Terdengar pintu kamar terbuka, tanpa menoleh pun aku tau siapa yang membuka, karena memang hanya ada kami berdua di rumah ini.
"Dek" panggilnya parau.
"Kenapa mas" acuh kujawab masih tak menatap wajahnya.
"Kamu belum kasih persetujuan tentang pernikahan mas" dia berkata sambil berjalan mendekat padaku.
Sudah 2 hari berlalu sejak aku bertemu dengan gadis itu, dan selama itu kami hanya sedikit bicara. Untuk mengobrol atau menjawab pertanyaannya pun aku merasa malas. Kami menjadi saling asing satu sama lain.

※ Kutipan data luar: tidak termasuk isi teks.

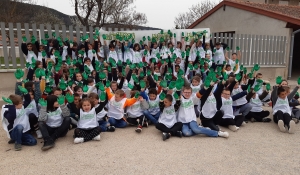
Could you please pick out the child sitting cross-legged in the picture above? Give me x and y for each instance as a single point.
(102, 115)
(87, 126)
(116, 105)
(16, 121)
(135, 112)
(167, 122)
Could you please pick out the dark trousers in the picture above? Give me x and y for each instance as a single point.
(33, 121)
(136, 121)
(237, 121)
(212, 122)
(258, 116)
(87, 134)
(54, 133)
(285, 117)
(176, 127)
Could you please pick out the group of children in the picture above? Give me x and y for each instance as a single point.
(94, 88)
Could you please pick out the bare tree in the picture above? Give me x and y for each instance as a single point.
(45, 16)
(100, 12)
(15, 10)
(183, 20)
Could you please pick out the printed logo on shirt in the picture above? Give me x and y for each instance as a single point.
(54, 113)
(87, 116)
(153, 104)
(211, 100)
(30, 106)
(282, 102)
(21, 113)
(169, 111)
(256, 100)
(227, 102)
(135, 106)
(116, 104)
(195, 90)
(187, 104)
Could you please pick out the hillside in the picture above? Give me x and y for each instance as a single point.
(17, 12)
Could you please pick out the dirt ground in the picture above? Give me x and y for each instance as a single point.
(257, 148)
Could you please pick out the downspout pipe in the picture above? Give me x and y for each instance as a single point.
(292, 52)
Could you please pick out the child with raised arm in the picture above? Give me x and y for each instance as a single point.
(167, 122)
(15, 120)
(187, 116)
(116, 105)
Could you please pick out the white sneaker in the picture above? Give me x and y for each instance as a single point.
(97, 138)
(38, 134)
(292, 127)
(233, 128)
(223, 134)
(78, 140)
(281, 126)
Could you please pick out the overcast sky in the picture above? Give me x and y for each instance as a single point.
(160, 13)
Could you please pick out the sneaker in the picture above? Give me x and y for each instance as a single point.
(78, 140)
(138, 129)
(146, 124)
(38, 134)
(111, 129)
(179, 134)
(165, 136)
(223, 134)
(233, 128)
(11, 141)
(281, 126)
(48, 144)
(266, 119)
(292, 127)
(97, 138)
(18, 147)
(295, 120)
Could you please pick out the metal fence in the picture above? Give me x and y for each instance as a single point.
(256, 49)
(265, 50)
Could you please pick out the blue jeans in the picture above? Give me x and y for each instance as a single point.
(103, 125)
(245, 109)
(117, 123)
(192, 128)
(22, 138)
(152, 118)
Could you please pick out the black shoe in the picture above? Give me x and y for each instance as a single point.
(266, 120)
(165, 136)
(110, 129)
(48, 144)
(11, 141)
(179, 134)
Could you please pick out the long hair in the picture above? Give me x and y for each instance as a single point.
(51, 99)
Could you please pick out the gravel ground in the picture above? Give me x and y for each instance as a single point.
(257, 148)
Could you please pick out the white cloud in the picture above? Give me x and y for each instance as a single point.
(160, 13)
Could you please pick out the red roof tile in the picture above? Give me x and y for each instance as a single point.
(286, 13)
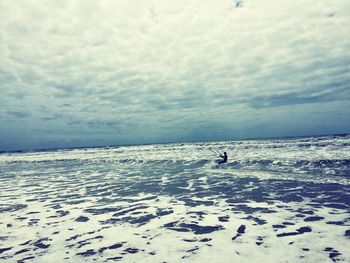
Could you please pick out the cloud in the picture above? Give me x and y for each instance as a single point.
(157, 70)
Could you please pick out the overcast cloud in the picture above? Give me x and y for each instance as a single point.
(103, 72)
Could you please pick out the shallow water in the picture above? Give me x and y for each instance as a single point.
(282, 200)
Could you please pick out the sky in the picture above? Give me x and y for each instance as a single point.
(77, 73)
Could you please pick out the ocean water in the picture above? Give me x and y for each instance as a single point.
(278, 200)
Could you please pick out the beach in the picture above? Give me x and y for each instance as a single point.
(276, 200)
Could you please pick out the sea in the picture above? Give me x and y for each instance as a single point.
(275, 200)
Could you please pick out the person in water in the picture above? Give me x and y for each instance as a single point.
(224, 158)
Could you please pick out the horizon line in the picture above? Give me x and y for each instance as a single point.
(169, 142)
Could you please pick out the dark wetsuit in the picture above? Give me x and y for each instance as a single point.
(224, 158)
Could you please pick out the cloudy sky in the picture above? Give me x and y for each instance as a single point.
(104, 72)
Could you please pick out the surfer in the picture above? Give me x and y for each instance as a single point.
(224, 158)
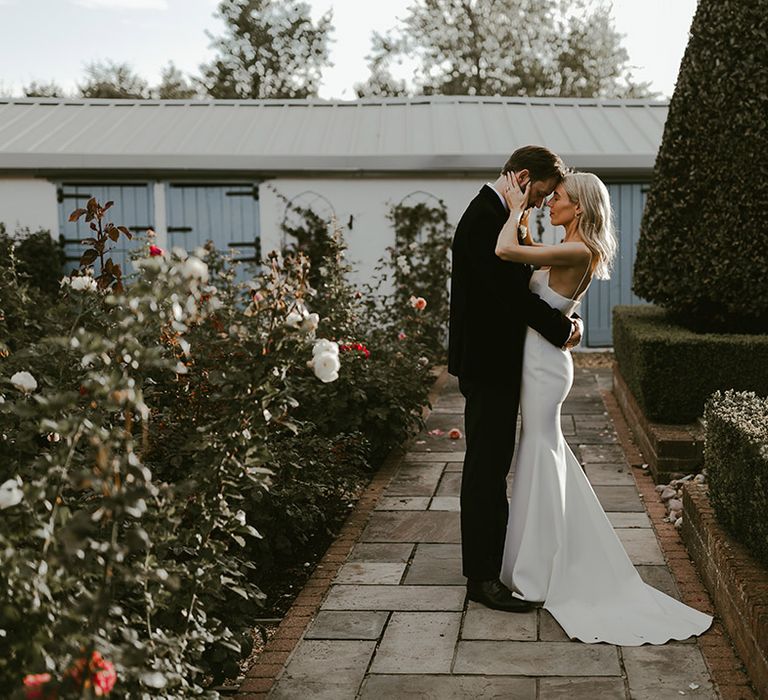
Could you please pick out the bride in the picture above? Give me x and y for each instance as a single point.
(560, 547)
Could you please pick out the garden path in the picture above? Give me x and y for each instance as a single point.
(395, 621)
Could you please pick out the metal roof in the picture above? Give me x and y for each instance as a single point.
(396, 135)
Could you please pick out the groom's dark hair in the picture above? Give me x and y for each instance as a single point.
(540, 162)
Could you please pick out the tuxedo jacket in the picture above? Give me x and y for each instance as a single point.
(491, 305)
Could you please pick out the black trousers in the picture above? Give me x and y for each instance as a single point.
(490, 413)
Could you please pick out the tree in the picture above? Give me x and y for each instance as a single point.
(508, 47)
(40, 89)
(270, 49)
(701, 252)
(110, 80)
(173, 85)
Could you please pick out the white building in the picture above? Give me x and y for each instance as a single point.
(219, 170)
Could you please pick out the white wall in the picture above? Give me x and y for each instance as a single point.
(28, 202)
(368, 201)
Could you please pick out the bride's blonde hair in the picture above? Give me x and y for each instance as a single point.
(596, 219)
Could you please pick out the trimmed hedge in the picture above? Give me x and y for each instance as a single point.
(701, 251)
(736, 457)
(672, 370)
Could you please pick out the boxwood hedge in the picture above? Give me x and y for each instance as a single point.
(701, 251)
(672, 370)
(736, 456)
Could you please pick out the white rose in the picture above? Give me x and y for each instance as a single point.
(83, 284)
(24, 381)
(310, 322)
(294, 319)
(194, 268)
(11, 493)
(322, 346)
(326, 366)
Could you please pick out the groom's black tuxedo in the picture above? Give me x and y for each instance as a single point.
(491, 308)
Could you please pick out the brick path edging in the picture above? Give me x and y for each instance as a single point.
(725, 667)
(263, 673)
(737, 582)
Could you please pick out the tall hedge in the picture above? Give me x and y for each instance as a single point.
(702, 252)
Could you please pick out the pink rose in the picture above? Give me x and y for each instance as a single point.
(419, 303)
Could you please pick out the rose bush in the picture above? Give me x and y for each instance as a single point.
(171, 440)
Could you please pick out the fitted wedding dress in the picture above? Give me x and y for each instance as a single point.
(560, 546)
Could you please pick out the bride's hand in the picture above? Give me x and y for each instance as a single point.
(515, 196)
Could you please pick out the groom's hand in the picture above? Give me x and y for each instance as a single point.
(575, 339)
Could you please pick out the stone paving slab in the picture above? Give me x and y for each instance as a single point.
(662, 672)
(622, 499)
(343, 624)
(413, 526)
(415, 480)
(371, 572)
(536, 659)
(549, 628)
(482, 623)
(428, 443)
(659, 577)
(454, 687)
(406, 598)
(450, 484)
(417, 642)
(324, 670)
(451, 503)
(370, 551)
(437, 565)
(434, 457)
(627, 520)
(582, 689)
(641, 545)
(609, 475)
(606, 454)
(403, 503)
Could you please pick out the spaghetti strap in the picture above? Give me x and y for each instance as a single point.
(586, 272)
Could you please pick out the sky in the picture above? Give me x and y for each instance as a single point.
(48, 40)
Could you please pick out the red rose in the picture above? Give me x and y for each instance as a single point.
(34, 687)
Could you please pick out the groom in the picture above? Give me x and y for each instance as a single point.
(491, 308)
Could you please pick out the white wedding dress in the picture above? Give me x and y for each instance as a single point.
(560, 546)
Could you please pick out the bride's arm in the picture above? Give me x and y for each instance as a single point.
(508, 247)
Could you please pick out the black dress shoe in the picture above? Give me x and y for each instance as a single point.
(495, 595)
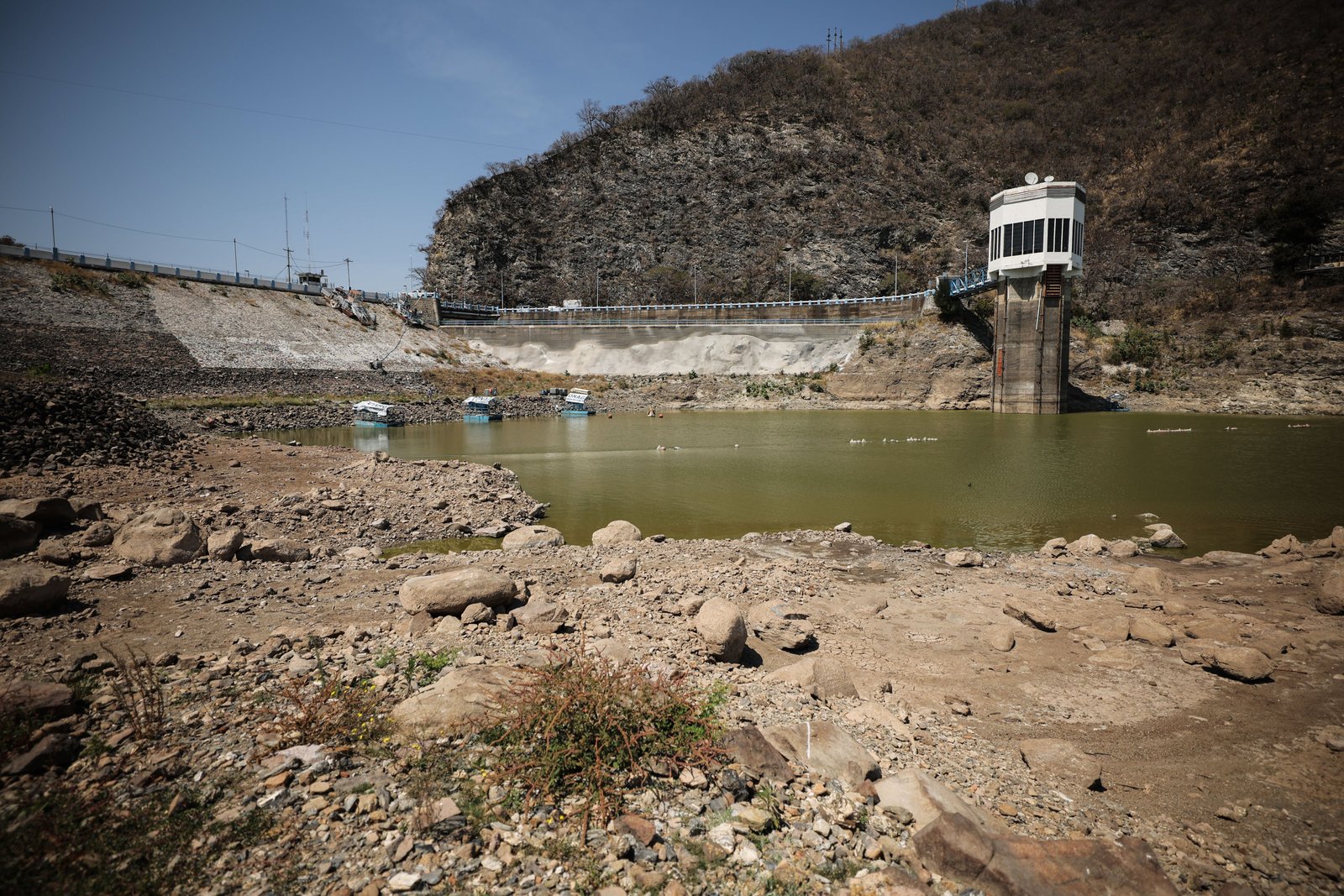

"Menikahlah mas" malas aku menjawabnya.
"Mas butuh persetujuanku dek"
"Aku tak setuju mas, jelas kamu tahu itu, kenapa memaksa aku setuju" jawabku cepat
"Dek, kan kita sudah bahas ini, mas sudah pertemukan kamu sama Denis juga. Kurang apalagi" ujarnya gusar.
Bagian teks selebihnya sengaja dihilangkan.